Par ailleurs, un des moments forts de ce Carrefour de la migration 2021, marqué par les restrictions sanitaires liées au Covid19, aura été les activités tenues en présentiel. Ainsi, deux workshops ont pu être mis en place dans la matinée du samedi 27 novembre à la Fondation Orient Occident (FOO) de Rabat. Ces ateliers de réflexion internes portant sur les possibilités et les limites du travail de la société civile dans le domaine de la migration au Maroc ont connu la participation d’une vingtaine d’associations actives dans le domaine. Ces deux workshops ont été facilités d’un coté par Hicham Rachidi, spécialistes des questions migratoires et de la société civile et de l’autre par Aida Kheireddine consultante en développement social.

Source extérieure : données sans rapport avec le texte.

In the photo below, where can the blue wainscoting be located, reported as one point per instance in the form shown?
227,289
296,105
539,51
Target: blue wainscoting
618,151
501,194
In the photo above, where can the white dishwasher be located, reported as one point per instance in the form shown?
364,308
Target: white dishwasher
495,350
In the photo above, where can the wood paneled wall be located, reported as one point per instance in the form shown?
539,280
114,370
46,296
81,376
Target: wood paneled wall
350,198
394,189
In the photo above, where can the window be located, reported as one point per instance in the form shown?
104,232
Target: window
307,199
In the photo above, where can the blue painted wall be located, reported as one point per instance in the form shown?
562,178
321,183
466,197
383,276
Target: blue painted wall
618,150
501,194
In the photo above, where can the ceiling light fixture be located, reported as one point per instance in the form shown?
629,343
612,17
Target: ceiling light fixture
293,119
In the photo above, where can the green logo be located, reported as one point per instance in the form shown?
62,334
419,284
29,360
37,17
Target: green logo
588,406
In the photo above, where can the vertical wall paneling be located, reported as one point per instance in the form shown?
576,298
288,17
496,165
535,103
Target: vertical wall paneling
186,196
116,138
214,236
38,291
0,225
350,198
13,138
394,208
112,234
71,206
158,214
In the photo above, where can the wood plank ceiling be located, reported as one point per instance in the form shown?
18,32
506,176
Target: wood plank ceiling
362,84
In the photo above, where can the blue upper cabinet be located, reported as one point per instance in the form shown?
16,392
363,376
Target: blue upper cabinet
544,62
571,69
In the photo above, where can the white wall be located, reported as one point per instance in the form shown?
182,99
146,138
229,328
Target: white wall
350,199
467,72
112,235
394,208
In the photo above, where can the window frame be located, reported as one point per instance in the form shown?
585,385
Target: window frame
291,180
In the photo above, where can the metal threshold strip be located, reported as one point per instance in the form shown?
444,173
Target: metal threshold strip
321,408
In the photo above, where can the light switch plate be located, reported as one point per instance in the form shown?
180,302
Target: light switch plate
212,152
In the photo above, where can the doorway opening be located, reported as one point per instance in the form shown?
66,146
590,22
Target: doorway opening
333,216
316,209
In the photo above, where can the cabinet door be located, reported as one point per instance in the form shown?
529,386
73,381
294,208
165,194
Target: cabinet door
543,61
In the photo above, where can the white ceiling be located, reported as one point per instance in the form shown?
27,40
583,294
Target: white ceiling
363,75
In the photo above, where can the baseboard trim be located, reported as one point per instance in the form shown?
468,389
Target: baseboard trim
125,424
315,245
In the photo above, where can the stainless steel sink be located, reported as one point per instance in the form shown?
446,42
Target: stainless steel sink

En fin de parcours de ce rendez-vous annuel du donner et du recevoir qu’est le Carrefour de la Migration, le rideau est tombé sur nos intervenants qui ont su jonglé tout au long de leurs cheminements avec les sages orientations de top départ données par la professeure Ndioro Ndiaye, actuelle présidente de l’Alliance pour la Migration, le Leadership et le Développement lors de son discours inaugural de l’évènement prononcé sur la page facebook de la fondation Heinrich Böll Rabat et qui soulignait : ’’ le rôle de premier plan que jouent les organisations de la société civile au niveau de la gouvernance de la migration internationale et l’expérience des OSC marocaines dans le domaine’’.